Личность есть непостижимое, сверхрациональное, ни в какие внешние рамки не укладывающееся, свободно-спонтанное существо человека – тот глубочайший корень души, который сам человек сознает как некую абсолютно ценную, несказанную и непередаваемую тайну и подлинную реальность своего «я». Все, что человек делает, чему он служит, что заполняет его жизнь, только наслаивается на эту первооснову, держится ею и в конечном счете остается все же ей неадекватно. Это самое субъективное, самое личное в человеке, не укладывающееся ни в какие объективные рамки, есть вместе с тем то, что человек сознает как некую абсолютную реальность – как то, для чего и в отношении чего существует для него все остальное. Я уже указывал, что исторически идея личности, т. е. само осознание этого начала в той форме, в какой оно есть у современного человека, есть плод христианского откровения. Ни античность, ни ветхозаветный мир не знали его отчетливо, не знает его и восточный, внехристианский мир, например индусская мистика; в лучшем случае во всех них можно встретить либо более, либо менее смутные его чаяния; всюду в них отсутствует восприятие по крайней мере одного из основоположных моментов личности – именно абсолютной ценности и неразрушимости, неповторимой индивидуальности. Религиозная мысль впервые осознала несравнимую своеобразную реальность внутреннего личного бытия только в лице бл. Августина.
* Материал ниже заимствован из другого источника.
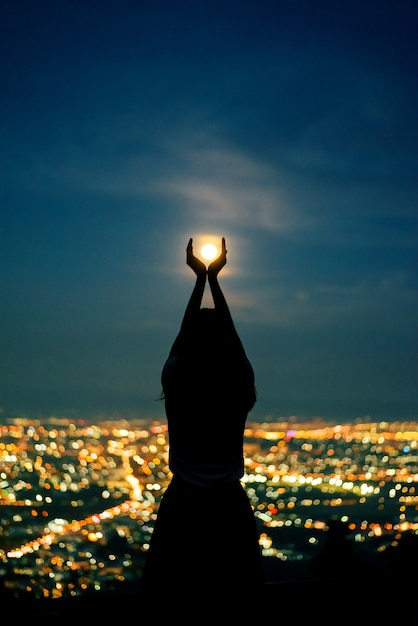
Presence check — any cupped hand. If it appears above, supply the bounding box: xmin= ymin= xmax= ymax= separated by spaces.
xmin=186 ymin=239 xmax=206 ymax=277
xmin=208 ymin=237 xmax=227 ymax=278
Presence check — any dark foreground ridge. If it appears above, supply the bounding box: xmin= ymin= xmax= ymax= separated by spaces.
xmin=6 ymin=574 xmax=418 ymax=626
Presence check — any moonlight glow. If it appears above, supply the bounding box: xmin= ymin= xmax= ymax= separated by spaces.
xmin=201 ymin=243 xmax=218 ymax=261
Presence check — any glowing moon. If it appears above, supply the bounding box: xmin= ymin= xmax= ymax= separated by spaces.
xmin=201 ymin=243 xmax=218 ymax=261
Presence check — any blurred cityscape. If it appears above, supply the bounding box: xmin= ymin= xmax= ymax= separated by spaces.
xmin=0 ymin=417 xmax=418 ymax=599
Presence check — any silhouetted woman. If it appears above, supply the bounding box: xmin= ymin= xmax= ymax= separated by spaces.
xmin=142 ymin=238 xmax=263 ymax=610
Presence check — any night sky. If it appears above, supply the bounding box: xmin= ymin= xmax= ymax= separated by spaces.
xmin=0 ymin=0 xmax=418 ymax=421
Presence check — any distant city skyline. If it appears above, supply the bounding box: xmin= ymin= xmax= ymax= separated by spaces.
xmin=0 ymin=0 xmax=418 ymax=421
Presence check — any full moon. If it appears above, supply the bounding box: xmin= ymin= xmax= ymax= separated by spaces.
xmin=201 ymin=243 xmax=218 ymax=261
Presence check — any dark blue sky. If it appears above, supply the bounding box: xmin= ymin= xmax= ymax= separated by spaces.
xmin=0 ymin=0 xmax=418 ymax=420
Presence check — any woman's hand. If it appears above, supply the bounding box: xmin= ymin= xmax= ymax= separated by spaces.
xmin=208 ymin=237 xmax=226 ymax=278
xmin=186 ymin=239 xmax=206 ymax=278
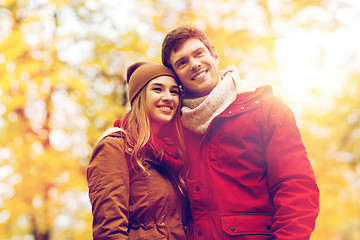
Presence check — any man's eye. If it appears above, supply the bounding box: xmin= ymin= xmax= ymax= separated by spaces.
xmin=196 ymin=51 xmax=204 ymax=56
xmin=170 ymin=90 xmax=179 ymax=95
xmin=178 ymin=61 xmax=186 ymax=67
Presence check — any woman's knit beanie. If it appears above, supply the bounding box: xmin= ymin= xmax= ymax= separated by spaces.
xmin=126 ymin=62 xmax=178 ymax=104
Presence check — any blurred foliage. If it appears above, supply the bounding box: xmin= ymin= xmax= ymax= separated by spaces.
xmin=0 ymin=0 xmax=360 ymax=240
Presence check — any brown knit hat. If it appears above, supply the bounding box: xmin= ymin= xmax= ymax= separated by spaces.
xmin=126 ymin=62 xmax=178 ymax=104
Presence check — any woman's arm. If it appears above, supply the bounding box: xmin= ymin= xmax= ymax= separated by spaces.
xmin=87 ymin=136 xmax=130 ymax=240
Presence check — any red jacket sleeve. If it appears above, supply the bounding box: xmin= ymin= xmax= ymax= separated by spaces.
xmin=87 ymin=137 xmax=130 ymax=240
xmin=264 ymin=97 xmax=319 ymax=240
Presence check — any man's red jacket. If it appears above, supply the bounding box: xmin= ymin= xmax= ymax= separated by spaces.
xmin=185 ymin=86 xmax=319 ymax=240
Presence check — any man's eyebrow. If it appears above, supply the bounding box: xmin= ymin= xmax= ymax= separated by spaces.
xmin=174 ymin=47 xmax=205 ymax=66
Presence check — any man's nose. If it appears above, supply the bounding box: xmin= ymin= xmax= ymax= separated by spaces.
xmin=190 ymin=59 xmax=201 ymax=70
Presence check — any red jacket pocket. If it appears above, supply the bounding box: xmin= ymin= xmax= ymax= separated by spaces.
xmin=221 ymin=213 xmax=272 ymax=236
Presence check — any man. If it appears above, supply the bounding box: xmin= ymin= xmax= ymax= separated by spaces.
xmin=162 ymin=26 xmax=319 ymax=240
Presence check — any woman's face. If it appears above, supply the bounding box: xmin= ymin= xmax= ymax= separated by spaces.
xmin=145 ymin=76 xmax=179 ymax=129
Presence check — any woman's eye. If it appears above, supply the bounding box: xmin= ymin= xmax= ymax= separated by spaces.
xmin=196 ymin=51 xmax=203 ymax=56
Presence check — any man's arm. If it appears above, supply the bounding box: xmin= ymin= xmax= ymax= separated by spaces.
xmin=265 ymin=97 xmax=319 ymax=240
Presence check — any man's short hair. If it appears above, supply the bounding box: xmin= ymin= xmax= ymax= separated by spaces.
xmin=161 ymin=26 xmax=215 ymax=69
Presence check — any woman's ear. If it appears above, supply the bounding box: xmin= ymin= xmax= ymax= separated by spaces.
xmin=212 ymin=49 xmax=220 ymax=64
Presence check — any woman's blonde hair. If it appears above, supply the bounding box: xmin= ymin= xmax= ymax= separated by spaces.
xmin=121 ymin=85 xmax=187 ymax=195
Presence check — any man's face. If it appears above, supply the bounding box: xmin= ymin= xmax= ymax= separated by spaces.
xmin=170 ymin=38 xmax=220 ymax=97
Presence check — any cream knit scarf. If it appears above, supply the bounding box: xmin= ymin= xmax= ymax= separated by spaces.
xmin=181 ymin=69 xmax=259 ymax=135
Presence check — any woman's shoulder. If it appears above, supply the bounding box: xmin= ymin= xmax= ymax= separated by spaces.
xmin=98 ymin=127 xmax=126 ymax=142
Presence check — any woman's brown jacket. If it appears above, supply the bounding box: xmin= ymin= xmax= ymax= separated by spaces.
xmin=87 ymin=132 xmax=186 ymax=240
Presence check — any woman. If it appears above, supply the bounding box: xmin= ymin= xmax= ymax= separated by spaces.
xmin=87 ymin=62 xmax=190 ymax=240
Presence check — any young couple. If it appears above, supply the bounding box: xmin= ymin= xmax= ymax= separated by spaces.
xmin=87 ymin=26 xmax=319 ymax=240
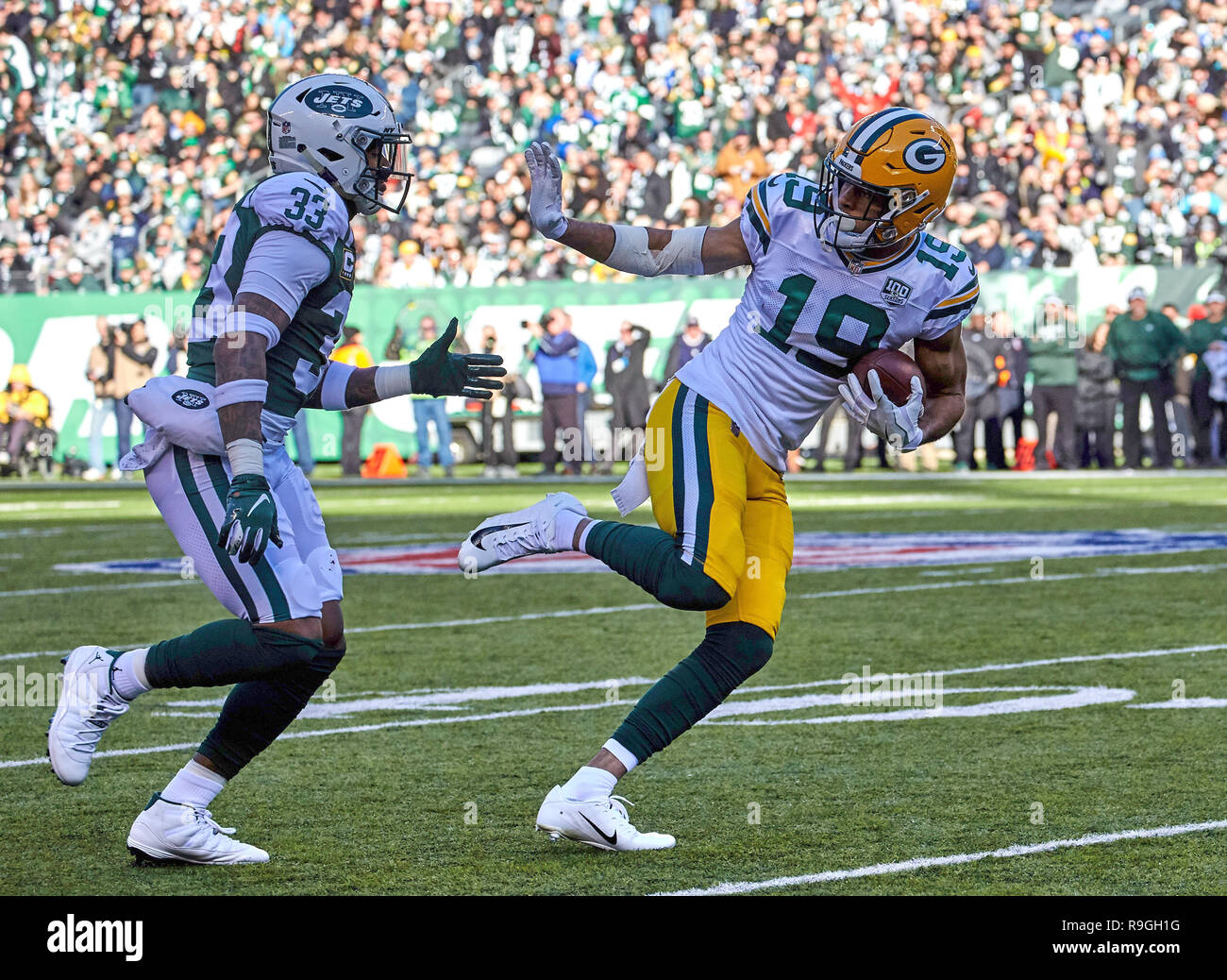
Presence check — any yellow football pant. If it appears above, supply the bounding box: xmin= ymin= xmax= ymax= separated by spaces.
xmin=645 ymin=379 xmax=793 ymax=637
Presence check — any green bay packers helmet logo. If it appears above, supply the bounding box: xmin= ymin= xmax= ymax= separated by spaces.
xmin=303 ymin=85 xmax=375 ymax=119
xmin=903 ymin=138 xmax=946 ymax=173
xmin=171 ymin=388 xmax=209 ymax=409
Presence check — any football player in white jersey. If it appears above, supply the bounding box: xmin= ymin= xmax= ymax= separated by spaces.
xmin=459 ymin=108 xmax=979 ymax=851
xmin=48 ymin=75 xmax=504 ymax=865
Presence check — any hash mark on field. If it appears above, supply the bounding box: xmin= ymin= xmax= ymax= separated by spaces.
xmin=655 ymin=820 xmax=1227 ymax=895
xmin=1125 ymin=698 xmax=1227 ymax=710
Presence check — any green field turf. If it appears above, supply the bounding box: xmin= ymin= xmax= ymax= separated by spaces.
xmin=0 ymin=475 xmax=1227 ymax=894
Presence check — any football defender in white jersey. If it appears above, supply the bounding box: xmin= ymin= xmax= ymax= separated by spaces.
xmin=461 ymin=108 xmax=979 ymax=850
xmin=48 ymin=75 xmax=504 ymax=865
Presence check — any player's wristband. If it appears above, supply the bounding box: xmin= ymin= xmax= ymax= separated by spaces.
xmin=213 ymin=379 xmax=269 ymax=408
xmin=370 ymin=363 xmax=413 ymax=401
xmin=226 ymin=438 xmax=264 ymax=477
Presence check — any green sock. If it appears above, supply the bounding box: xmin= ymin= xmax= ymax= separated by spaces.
xmin=584 ymin=521 xmax=729 ymax=609
xmin=144 ymin=619 xmax=324 ymax=687
xmin=614 ymin=622 xmax=774 ymax=763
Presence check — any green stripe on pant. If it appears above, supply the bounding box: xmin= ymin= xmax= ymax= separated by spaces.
xmin=203 ymin=456 xmax=292 ymax=622
xmin=173 ymin=446 xmax=261 ymax=622
xmin=695 ymin=395 xmax=715 ymax=568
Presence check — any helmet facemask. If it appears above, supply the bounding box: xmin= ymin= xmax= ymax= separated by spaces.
xmin=347 ymin=127 xmax=413 ymax=215
xmin=814 ymin=154 xmax=929 ymax=254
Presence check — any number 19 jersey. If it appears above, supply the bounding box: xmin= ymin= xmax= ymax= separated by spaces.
xmin=678 ymin=173 xmax=979 ymax=471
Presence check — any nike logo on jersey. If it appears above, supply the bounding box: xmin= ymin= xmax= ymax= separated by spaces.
xmin=580 ymin=813 xmax=617 ymax=848
xmin=469 ymin=521 xmax=529 ymax=551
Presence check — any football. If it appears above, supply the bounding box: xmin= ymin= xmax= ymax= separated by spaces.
xmin=851 ymin=347 xmax=924 ymax=405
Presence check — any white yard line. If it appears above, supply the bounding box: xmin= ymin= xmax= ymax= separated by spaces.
xmin=0 ymin=644 xmax=1227 ymax=769
xmin=655 ymin=820 xmax=1227 ymax=895
xmin=0 ymin=701 xmax=634 ymax=769
xmin=0 ymin=563 xmax=1227 ymax=661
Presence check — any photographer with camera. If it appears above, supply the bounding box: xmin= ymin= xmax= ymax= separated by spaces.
xmin=527 ymin=307 xmax=588 ymax=477
xmin=111 ymin=319 xmax=157 ymax=481
xmin=481 ymin=320 xmax=517 ymax=478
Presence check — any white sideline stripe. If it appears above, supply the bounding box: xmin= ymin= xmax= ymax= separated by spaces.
xmin=654 ymin=820 xmax=1227 ymax=895
xmin=0 ymin=644 xmax=1227 ymax=769
xmin=0 ymin=700 xmax=634 ymax=769
xmin=0 ymin=559 xmax=1227 ymax=606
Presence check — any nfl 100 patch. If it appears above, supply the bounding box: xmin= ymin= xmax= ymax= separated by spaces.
xmin=882 ymin=279 xmax=912 ymax=306
xmin=171 ymin=388 xmax=209 ymax=409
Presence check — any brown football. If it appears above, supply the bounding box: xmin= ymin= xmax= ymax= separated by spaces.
xmin=851 ymin=347 xmax=924 ymax=405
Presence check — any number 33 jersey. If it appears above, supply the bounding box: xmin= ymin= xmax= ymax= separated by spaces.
xmin=678 ymin=173 xmax=979 ymax=471
xmin=188 ymin=173 xmax=355 ymax=438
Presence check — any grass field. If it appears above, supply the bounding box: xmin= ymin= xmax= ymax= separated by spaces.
xmin=0 ymin=475 xmax=1227 ymax=895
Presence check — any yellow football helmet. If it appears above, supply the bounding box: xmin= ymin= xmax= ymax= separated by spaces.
xmin=815 ymin=107 xmax=958 ymax=253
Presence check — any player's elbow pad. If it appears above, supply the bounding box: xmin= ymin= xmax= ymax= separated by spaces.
xmin=605 ymin=225 xmax=707 ymax=277
xmin=319 ymin=361 xmax=357 ymax=412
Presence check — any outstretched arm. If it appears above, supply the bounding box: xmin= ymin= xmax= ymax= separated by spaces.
xmin=524 ymin=143 xmax=751 ymax=277
xmin=839 ymin=327 xmax=966 ymax=452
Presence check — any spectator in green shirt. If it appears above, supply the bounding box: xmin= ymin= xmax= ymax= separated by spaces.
xmin=1186 ymin=293 xmax=1227 ymax=466
xmin=1107 ymin=286 xmax=1185 ymax=469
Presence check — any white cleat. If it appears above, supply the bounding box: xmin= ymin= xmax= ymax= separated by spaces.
xmin=457 ymin=493 xmax=588 ymax=575
xmin=127 ymin=793 xmax=269 ymax=865
xmin=46 ymin=646 xmax=131 ymax=786
xmin=537 ymin=786 xmax=678 ymax=851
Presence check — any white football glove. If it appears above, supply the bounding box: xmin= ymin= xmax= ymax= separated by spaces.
xmin=839 ymin=370 xmax=924 ymax=452
xmin=524 ymin=143 xmax=567 ymax=238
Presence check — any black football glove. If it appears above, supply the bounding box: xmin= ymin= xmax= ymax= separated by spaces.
xmin=217 ymin=473 xmax=281 ymax=565
xmin=409 ymin=317 xmax=507 ymax=399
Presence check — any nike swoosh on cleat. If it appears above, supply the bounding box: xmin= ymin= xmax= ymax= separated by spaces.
xmin=580 ymin=813 xmax=617 ymax=848
xmin=469 ymin=521 xmax=531 ymax=551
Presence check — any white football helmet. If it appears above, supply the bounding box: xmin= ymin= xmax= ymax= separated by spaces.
xmin=269 ymin=74 xmax=412 ymax=215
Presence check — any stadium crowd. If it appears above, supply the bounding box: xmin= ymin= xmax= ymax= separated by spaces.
xmin=0 ymin=0 xmax=1227 ymax=293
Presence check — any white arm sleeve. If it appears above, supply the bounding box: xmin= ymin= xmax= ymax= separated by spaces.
xmin=605 ymin=225 xmax=707 ymax=277
xmin=234 ymin=231 xmax=332 ymax=347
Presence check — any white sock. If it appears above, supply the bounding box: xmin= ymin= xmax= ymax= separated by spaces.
xmin=110 ymin=646 xmax=152 ymax=701
xmin=562 ymin=765 xmax=617 ymax=800
xmin=553 ymin=511 xmax=597 ymax=551
xmin=601 ymin=738 xmax=639 ymax=772
xmin=162 ymin=759 xmax=226 ymax=807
Христианство есть, таким образом, религия личности. Дело идет здесь не о том, что оно верует в личного Бога. Эта вера присуща в той или иной форме если не всем религиям, то их большинству; при известных условиях она принимает такую форму, что реальность личного Бога поглощает, подавляет, уничтожает человеческую личность, так дело обстоит в исламе, отчасти в ветхозаветной вере и даже, странным образом, в некоторых весьма влиятельных течениях христианской богословской мысли. В предыдущем размышлении я указывал также, что есть проблематичного в обычном, так сказать, банальном представлении о личном Боге. Подлинный смысл христианской веры, как бы центр ее тяжести, лежит в том, что идея Бога ставится в непосредственную связь с идеей реальности и абсолютной ценности человеческой личности. Христианство есть религия человеческой личности, религия персоналистическая и антропологическая. В ней человек впервые находит самого себя, находит приют и опору для того, что образует его несказанное существо и что неизбежно остается бесприютным в мире, что в лице разума и рационально-объективного нравственного начала встречает только непонимающего, бесчувственного и беспощадного судью.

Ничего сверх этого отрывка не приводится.